Lesson learned. Fair enough. But what about the other part of that equation? Can the West Virginia Democratic Party actually live to fight another day?
Biafore believes the party fielded quality candidates and that there’s hope to regroup for 2022 and 2024. We agree with the first part of that assessment. The latter is harder to accept.
Trump is a cult-of-personality populist who has created a fanatical following. Biden will not generate that same type of enthusiasm down the ballot, at least not in West Virginia.
With a supermajority, the state Legislature can pursue all kinds of legislation that goes for the gut instead of the head; things like “religious reformation,” allowing guns on college campuses, putting the Bible in public schools and similar items that have failed before. Such legislation does little to better the lives of West Virginians, but presents an image of “taking back” things that were never really lost, and sticking it to the opposition. If the past four years have revealed anything, it’s that voters can be primed to gobble that stuff up. It’ll be hard for Democrats to make inroads in that type of environment.
But the biggest problem for the state Democratic Party is that the GOP has a supermajority at the same time the Legislature is overhauling the House of Delegates, redistricting to make every district a single-delegate seat. This will give the GOP a decided advantage in entrenching control of the House.

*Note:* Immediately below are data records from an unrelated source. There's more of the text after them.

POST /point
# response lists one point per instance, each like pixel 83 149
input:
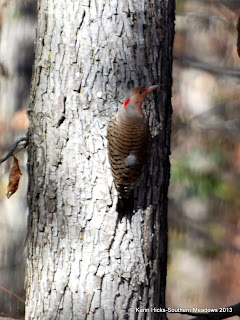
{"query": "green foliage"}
pixel 200 175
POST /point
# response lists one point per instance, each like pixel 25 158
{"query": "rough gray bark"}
pixel 83 263
pixel 16 55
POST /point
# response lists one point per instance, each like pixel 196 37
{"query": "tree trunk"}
pixel 83 263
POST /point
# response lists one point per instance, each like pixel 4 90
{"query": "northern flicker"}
pixel 128 142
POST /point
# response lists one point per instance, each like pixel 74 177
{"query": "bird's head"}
pixel 132 105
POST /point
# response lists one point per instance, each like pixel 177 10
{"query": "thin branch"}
pixel 233 310
pixel 197 64
pixel 14 147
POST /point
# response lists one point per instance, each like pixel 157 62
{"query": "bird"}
pixel 129 137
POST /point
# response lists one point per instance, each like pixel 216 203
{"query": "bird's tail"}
pixel 125 204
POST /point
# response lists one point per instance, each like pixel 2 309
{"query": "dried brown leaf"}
pixel 14 177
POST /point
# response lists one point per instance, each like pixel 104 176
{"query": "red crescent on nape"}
pixel 125 103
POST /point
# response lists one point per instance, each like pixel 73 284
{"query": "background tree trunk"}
pixel 83 263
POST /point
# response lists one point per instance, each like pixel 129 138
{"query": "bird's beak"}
pixel 151 88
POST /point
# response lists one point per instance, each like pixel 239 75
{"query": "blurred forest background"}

The state Democratic Party may have the will to get up off the mat, but the odds will weigh heavily against an immediate comeback.
Hope isn’t completely unwarranted. If Biden can return some sense of stability and any hint of unity to the nation, it will help. There’s also more than a slight chance the GOP will sabotage itself through infighting. With “friends” like Robert Karnes returning to the Senate and John Mandt coming back to the House, the GOP certainly doesn’t need any enemies. And if the Republican Party remains fixated on breaking the teachers’ unions — a gambit that cost Senate President Mitch Carmichael, R-Jackson, his seat in this year’s primary — the pendulum could certainly swing the other way.
It’s still a long road back for the state Democratic Party, and a hard look in the mirror is overdue. The state party needs to reevaluate many things, including if a shakeup in personnel is needed, just what it is the party is offering voters and how best to deliver that message. It’s going to take more than hoping the GOP performs so poorly that voters will come back.